A few months ago a superintendent told me he had applied to more than thirty jobs and not heard back from a single one. His résumé was tight, his experience bulletproof. I ran it through an AI screening tool just to see what would happen. It filtered him out in six seconds. The reason: missing keywords. He had spent twenty years building the skyline of San Francisco, but apparently did not use the right language.
That moment said more about the industry than any algorithm could. The story we tell ourselves is that better screening technology produces better hires. It does not. The quality of a hire is driven by the leader, and a leader's read on a candidate rises and falls with self-awareness. When a leader hands screening to a robot, the problem being solved is rarely a technology problem. It is a confidence problem. We have forgotten what screening is for.
To be clear, there are many good places for AI to assist skilled humans in hiring. Screening, the moment you first decide whether a person is worth knowing, is not one of them.
Screening is discernment, not paperwork
Screening is not data entry. It is the act of asking one human question: is this someone worth knowing better? Treat it as a relational act, the first handshake with someone who might help build your company, and the priority stops being speed and starts being curiosity. You listen for what drives a person, how they talk about the people they have led, what lights them up.
Most leaders think screening is about data. It is about direction, motivation, and character. Does this person's story rhyme with the one your company is trying to tell? An algorithm cannot hear rhyme. It can only count keywords.
What paper hides and reveals
Paper can trick you both ways. I have watched candidates who barely finished high school outlead MBAs, and I have watched pristine résumés crumble at the first question about ownership.
A résumé tells you what someone wants you to believe about their past. Conversation tells you how they think about their future.
Paper can show clarity and effort, which is useful. It can also flatter and distort. Point AI at paper and you amplify both the insight and the illusion at once. The tool has no idea which is which. You are supposed to.
Why AI screening feels so tempting
If you are overwhelmed, undertrained, or tired of being wrong, AI screening feels like relief. It promises neutrality, efficiency, and a little less guilt when good people slip through. The uncomfortable truth is that outsourcing discernment does not remove bias. It hides bias behind code.
When a leader says, "I am letting software handle the early filtering," what that often means is, "I do not trust myself to read people well." That is the root issue, and no vendor will name it for you. Screening requires judgment, the kind you earn only through mistakes, reflection, and hundreds of conversations. Software cannot practice humility or curiosity. It cannot pause when something feels off. You can.
The larger drift: automating people out of hiring
AI screening is one piece of a bigger shift, a drift toward automating and depersonalizing hiring in the name of scale. Job descriptions get written by bots, interviews get scheduled by bots, candidates get rejected by bots. Somewhere in there, the people disappear.
The drift promises speed and quietly erodes connection. When no one actually talks to anyone until the final round, trust has nowhere to form, and a leader loses every early signal of alignment and character. The companies that resist the drift, the ones that keep people at the center and still pick up the phone, win the long game. Technology can screen a résumé. It cannot build a relationship, and relationships are where durable hires begin.

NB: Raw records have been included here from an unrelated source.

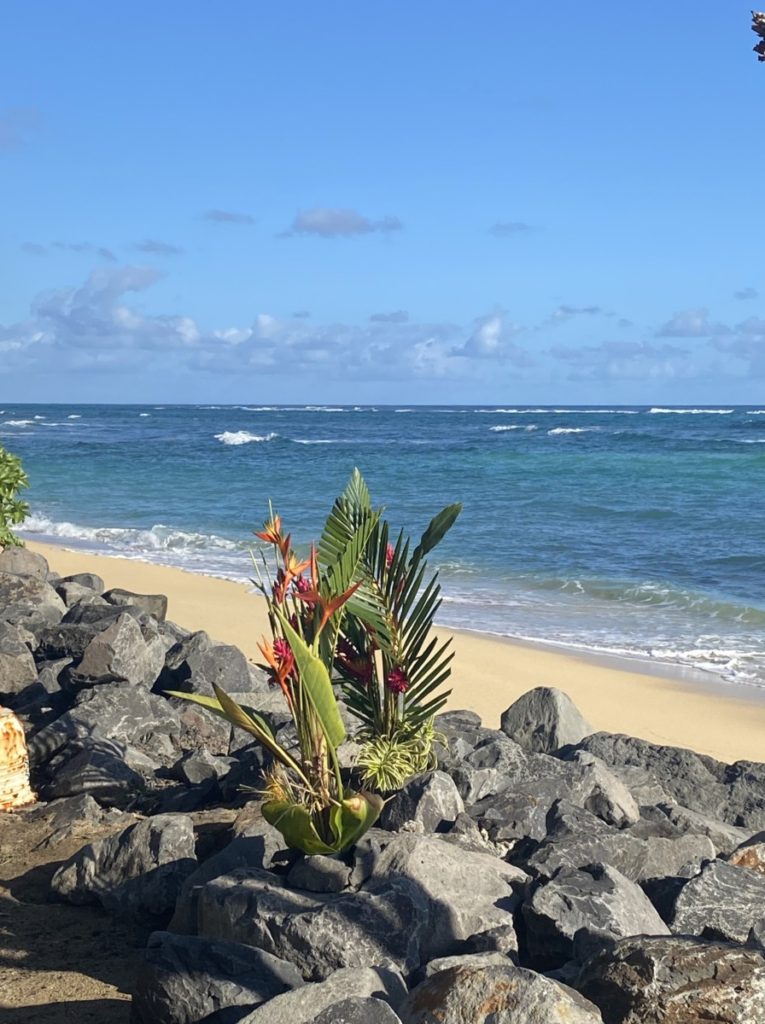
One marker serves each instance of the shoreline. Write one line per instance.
(489, 672)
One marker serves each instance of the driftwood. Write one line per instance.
(758, 26)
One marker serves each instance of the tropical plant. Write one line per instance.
(12, 510)
(391, 666)
(305, 796)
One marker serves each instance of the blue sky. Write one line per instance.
(343, 202)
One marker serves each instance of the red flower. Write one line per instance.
(397, 681)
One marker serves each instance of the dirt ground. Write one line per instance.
(57, 963)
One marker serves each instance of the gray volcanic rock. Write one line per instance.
(543, 720)
(184, 980)
(468, 894)
(676, 981)
(97, 768)
(723, 901)
(17, 668)
(28, 590)
(734, 794)
(154, 604)
(136, 872)
(319, 875)
(576, 838)
(590, 903)
(750, 853)
(383, 925)
(193, 665)
(120, 653)
(22, 561)
(358, 1010)
(495, 994)
(302, 1006)
(429, 800)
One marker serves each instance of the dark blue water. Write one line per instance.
(632, 530)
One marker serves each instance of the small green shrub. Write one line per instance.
(12, 510)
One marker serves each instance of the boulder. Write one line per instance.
(676, 981)
(17, 668)
(495, 994)
(750, 853)
(576, 838)
(302, 1006)
(153, 604)
(591, 903)
(95, 767)
(467, 894)
(136, 873)
(185, 980)
(193, 665)
(358, 1010)
(120, 653)
(319, 875)
(384, 924)
(22, 561)
(543, 720)
(429, 801)
(722, 902)
(733, 794)
(28, 590)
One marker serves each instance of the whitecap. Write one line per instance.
(243, 437)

What human sensitivity looks like in practice
Human sensitivity is not fluff. It is discipline, the difference between reacting to data and responding to a person. In practice it looks like this:
- Start with context. Before the first call, understand the environment the person is being invited into: leadership style, pressure points, unwritten rules. The context is half the hire.

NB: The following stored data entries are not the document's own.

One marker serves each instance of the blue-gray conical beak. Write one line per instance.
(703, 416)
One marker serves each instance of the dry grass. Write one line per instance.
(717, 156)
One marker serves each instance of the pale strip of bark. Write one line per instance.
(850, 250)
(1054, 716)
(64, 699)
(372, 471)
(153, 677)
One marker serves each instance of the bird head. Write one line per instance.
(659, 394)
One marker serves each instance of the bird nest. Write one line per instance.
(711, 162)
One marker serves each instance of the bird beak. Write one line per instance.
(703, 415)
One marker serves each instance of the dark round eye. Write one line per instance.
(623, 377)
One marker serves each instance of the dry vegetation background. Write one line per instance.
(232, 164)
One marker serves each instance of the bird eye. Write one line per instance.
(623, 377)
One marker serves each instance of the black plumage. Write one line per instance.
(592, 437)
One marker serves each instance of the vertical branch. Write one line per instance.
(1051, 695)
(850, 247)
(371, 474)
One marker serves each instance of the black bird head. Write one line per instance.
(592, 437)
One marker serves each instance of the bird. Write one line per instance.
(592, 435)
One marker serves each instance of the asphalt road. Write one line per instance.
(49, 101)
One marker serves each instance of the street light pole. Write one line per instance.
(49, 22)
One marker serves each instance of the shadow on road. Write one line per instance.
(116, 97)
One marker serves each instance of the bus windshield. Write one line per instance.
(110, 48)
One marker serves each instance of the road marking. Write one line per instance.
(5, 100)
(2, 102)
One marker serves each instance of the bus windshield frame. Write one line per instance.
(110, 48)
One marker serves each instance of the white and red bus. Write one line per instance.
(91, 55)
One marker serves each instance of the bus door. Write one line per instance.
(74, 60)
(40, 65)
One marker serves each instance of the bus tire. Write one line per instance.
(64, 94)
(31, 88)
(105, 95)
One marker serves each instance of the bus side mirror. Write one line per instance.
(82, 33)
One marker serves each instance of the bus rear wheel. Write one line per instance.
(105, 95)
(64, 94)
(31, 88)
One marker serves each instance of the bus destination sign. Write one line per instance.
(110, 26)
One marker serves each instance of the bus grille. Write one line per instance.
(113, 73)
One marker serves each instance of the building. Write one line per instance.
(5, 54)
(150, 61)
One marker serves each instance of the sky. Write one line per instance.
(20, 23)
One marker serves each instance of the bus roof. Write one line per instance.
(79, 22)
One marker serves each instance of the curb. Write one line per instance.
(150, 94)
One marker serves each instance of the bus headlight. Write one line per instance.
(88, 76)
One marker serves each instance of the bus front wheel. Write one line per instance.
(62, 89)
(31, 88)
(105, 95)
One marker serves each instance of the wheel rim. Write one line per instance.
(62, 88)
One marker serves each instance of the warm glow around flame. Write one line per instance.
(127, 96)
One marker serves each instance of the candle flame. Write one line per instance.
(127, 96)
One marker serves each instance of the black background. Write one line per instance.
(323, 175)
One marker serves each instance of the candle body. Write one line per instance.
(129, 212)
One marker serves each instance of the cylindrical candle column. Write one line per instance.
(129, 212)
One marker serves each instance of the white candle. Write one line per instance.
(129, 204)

- Listen for humanity. Early calls are guided by curiosity, by what someone is really chasing and what they are trying to leave behind.
- Compare personalities, not performances. An instrument like the ProfileXT shows how two people might work together under real stress. Not who is better, but how they will mesh.
- Represent both sides. When something feels misaligned, say it. That honesty builds trust faster than any polished pitch.
Weave that into screening and you stop hunting for the strongest résumé and start looking for the right person.
The courage to trust your own eyes
Technology can organize the process. It cannot replace the parts of hiring that decide everything: empathy, intuition, and accountability. If you have ever met someone who looked perfect on paper and still left you uneasy, you already know what I mean. That unease is data. It is the kind you cannot quantify, and ignoring it is expensive.
Screening is not about eliminating risk. It is about taking responsibility for the judgment that risk requires. Good hiring begins with the discipline of seeing people clearly, even when it is inconvenient. Hand that responsibility to a machine and you may save an afternoon, but you lose touch with the one thing that makes a team work: people seeing, understanding, and choosing people.
The tool will give you six seconds and a verdict. Your own judgment is the only instrument that can tell you whether it was right.